É nesse cenário que nasce a primeira Festa do Fogo da Púglia, um ritual capaz de encantar viajantes italianos e internacionais, cada vez mais atraídos pelo inverno como o tempo ideal para a descoberta.
Entre a pedra clara, as oliveiras centenárias e tradições ancestrais, o Salento no inverno se confirma como um destino que une memória, inovação e humanidade. Uma terra que não se exibe, mas se revela aos poucos.
O fogo, fio condutor do inverno no Salento
Quem marca o ritmo do inverno salentino é o fogo, protagonista de um calendário intenso de rituais antigos que, de dezembro à primavera, iluminam praças e comunidades. As Festas do Fogo — ao menos quatro por mês — abrem a temporada com a Focareddha de Sant’Andrea, em Presicce-Acquarica, a primeira Festa do Fogo oficial da Púglia.

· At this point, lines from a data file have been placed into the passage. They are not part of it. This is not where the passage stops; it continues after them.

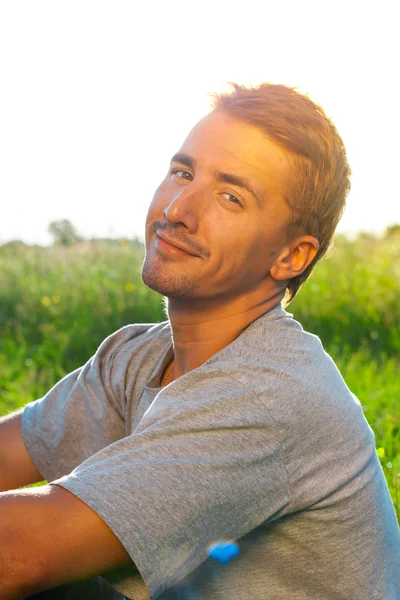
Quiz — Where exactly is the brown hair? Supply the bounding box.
[213,83,351,306]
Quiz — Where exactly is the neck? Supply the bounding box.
[168,290,285,379]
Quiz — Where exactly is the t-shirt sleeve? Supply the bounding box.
[21,325,148,482]
[53,368,290,598]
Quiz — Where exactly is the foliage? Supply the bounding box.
[0,229,400,510]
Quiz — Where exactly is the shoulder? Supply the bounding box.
[95,321,170,358]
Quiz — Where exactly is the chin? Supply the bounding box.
[142,261,196,299]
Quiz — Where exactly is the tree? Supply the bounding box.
[48,219,83,246]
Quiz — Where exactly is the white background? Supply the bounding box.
[0,0,400,244]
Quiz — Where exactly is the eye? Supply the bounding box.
[222,192,242,206]
[171,169,193,181]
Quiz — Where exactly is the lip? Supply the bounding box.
[156,233,197,256]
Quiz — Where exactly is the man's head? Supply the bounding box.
[142,84,350,305]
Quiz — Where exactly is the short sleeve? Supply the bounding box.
[53,368,290,598]
[21,325,148,481]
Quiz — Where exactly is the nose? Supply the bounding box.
[163,183,204,234]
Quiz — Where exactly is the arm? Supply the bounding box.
[0,409,45,492]
[0,485,131,600]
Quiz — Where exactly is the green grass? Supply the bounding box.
[0,235,400,516]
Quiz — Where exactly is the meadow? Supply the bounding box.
[0,228,400,518]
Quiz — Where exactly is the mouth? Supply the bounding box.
[156,232,198,256]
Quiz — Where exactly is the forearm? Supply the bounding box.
[0,491,45,600]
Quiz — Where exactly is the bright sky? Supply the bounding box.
[0,0,400,244]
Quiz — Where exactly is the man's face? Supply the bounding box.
[142,112,291,301]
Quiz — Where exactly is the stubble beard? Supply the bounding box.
[142,254,196,299]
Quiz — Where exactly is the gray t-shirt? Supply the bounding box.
[22,304,400,600]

Em seguida vêm as Fanove de Castellana Grotte (11 de janeiro), a célebre Fòcara de Novoli (16 de janeiro), a fogueira de San Niceta, em Melendugno (27 de janeiro), até o Fogueirão de São José, em Erchie, na primavera.

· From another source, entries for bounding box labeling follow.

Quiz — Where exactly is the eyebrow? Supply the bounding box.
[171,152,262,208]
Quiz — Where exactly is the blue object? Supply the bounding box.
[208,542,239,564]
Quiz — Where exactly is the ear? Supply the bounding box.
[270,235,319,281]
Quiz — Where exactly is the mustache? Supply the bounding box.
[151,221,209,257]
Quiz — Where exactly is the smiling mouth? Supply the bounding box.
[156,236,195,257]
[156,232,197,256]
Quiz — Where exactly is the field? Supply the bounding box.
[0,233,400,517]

Presicce-Acquarica e a Focareddha
No elegante vilarejo de Presicce, hoje município único como Acquarica del Capo, a Focareddha é construída desde tempos imemoriais com feixes de galhos de oliveira, provenientes da poda das árvores que sustentam uma das mais importantes tradições olivícolas da região.
Essa história é testemunhada pelos cerca de 60 lagares (moinhos) subterrâneos que se estendem sob o centro histórico, três deles de propriedade municipal, visitáveis sob a Piazza del Popolo.
Todos os anos, em 30 de novembro, acender a Focareddha se transforma em um grande evento coletivo, com música, espetáculos e uma forte mensagem simbólica. Neste ano, a fogueira assumiu a forma de um tanque de guerra, convertido em um poderoso apelo pela paz no mundo.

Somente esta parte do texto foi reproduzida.